起先,因為上白澤慧音的緣故,神夢對山王博文十分寬容,這次雷霆手段一舉將慎島家連根拔起也未嚐不是山王博文的一次警告。
畢竟在神夢看來,山王博文雖然似乎對博麗神社有著某種執念,私下的手段也不怎麼幹淨,但好歹也是有著家室的人,看在孩子與慎島櫻夫人的麵子上也不是不能放過他一馬。
即使對於婦孺幼童,神夢從來沒有過什麼關愛之心,但如果這樣做,想必是靈夢所期待的吧。
盡管是在靈夢所不知道的地方,神夢也想盡可能的按她所期望的方向去做。
神夢的目光柔和了一些,和靈夢一起討論著處理方法。
名為慎島櫻的女性,有著即使三十多歲卻仍然姣好的相貌,光滑的肌膚,苗條的身材。
麵部的無機製表情無法掩蓋她身體的嫵媚,隻要仔細觀察一會便能輕易地區分出慎島櫻與靈夢的差距。
那不是如靈夢般少女的身軀,而是十分成熟的女人。
雖然是很失禮的想法,但每日她所經曆的事情無疑將她的身體開發到了魔女的程度。
如果與她共處一室,想必隻有聖人才能保持心靜如水吧。
就好比現在,許是剛剛起床沒有多久,室內火爐燒得正旺,包的緊緊的內衫強調出胸部的豐滿,害的靈夢出於女性的本能有些移不開目光。
神夢覺得靈夢的表情頗為有趣。
至於少年本人,神夢覺得自己的比喻似乎出現了一點小小的錯誤,自己並非是聖人,僅僅隻是對於肉欲與性欲的渴望比起正常青春期少年來說低了一些而已。
在神夢的理智判斷中,男女之情是最為無用的感情,相反他認為親情與至交的友情便已足夠應付世間大多數事件。

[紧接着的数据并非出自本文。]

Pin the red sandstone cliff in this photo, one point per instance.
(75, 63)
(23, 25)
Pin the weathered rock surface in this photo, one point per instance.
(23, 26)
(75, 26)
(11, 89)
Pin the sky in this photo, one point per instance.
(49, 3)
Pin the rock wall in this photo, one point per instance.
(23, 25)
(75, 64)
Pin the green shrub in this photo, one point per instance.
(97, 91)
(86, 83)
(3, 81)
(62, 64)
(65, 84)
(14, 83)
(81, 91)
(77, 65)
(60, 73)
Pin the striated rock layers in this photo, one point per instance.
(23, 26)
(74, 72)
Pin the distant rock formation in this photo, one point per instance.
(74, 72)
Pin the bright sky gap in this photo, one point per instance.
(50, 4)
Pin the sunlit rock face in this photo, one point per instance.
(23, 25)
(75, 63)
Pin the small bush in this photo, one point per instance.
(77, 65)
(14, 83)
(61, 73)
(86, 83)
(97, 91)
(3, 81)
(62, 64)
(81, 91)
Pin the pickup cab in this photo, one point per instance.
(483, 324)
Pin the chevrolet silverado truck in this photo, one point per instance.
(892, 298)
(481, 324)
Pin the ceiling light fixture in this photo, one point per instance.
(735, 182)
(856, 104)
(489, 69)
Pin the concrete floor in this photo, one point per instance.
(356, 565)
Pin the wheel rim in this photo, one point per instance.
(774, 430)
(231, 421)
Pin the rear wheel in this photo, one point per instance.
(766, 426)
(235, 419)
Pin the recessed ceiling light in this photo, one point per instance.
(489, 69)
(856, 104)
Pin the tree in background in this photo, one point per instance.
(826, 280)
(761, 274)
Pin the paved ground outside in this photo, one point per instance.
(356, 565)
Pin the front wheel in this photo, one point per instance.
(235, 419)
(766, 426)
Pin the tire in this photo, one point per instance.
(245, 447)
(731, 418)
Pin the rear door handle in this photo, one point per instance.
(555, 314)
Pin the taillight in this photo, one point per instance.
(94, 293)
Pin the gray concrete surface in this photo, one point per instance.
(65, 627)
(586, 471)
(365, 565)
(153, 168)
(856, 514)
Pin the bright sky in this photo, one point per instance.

也正因為如此,神夢才會把一切都歸納到友情與親情吧,因為他下意識地排斥著男女之情。
話題似乎稍微扯遠了,
言歸正傳,在遇到慎島櫻時,神夢確信自己發生了某種奇特的情緒波動。
慎島櫻已經不能簡簡單單作為一個普通的人之裏居民看待,作為同樣或許與自己過去有關聯的人類,神夢加注了關心的比例。
與此收獲的便是更多的細節思考。
山王博文必定是知道慎島櫻的身上到底發生了什麼的,數十年來日日的性折磨,作為慎島櫻的丈夫並和慎島櫻共同生下孩子的山王博文不可能感覺不出來。
之前神夢並沒有這樣想完全是因為神夢忽略了人與人的相處。
既然得出了這樣的結論,自己妻子被日日性折磨卻一言不發,明明手中有著足以保護慎島櫻的勢力卻什麼都不做。
山王博文無疑是意外的變數。
神夢討厭無法掌控的人類,作為一名人類,總會收到來自各方麵的約束,或是家世,或是親友,或是所處的環境,人類是一種社會性的生物,所以掌控起來也更加方便,無論從欲望,恐懼等各個方麵都能進行拉扯起名為謀略的傀儡線。
但人類的數量太多了,單純的數量中必定會產生一定的異變。
許多細小的方麵積累起來,從而導致一部分人類與其說是人類,不如說是披著人皮的妖怪。
在他們眼中隻有他們特定的執念高於一切,而這種執念的運轉方式實在是無法輕易理解。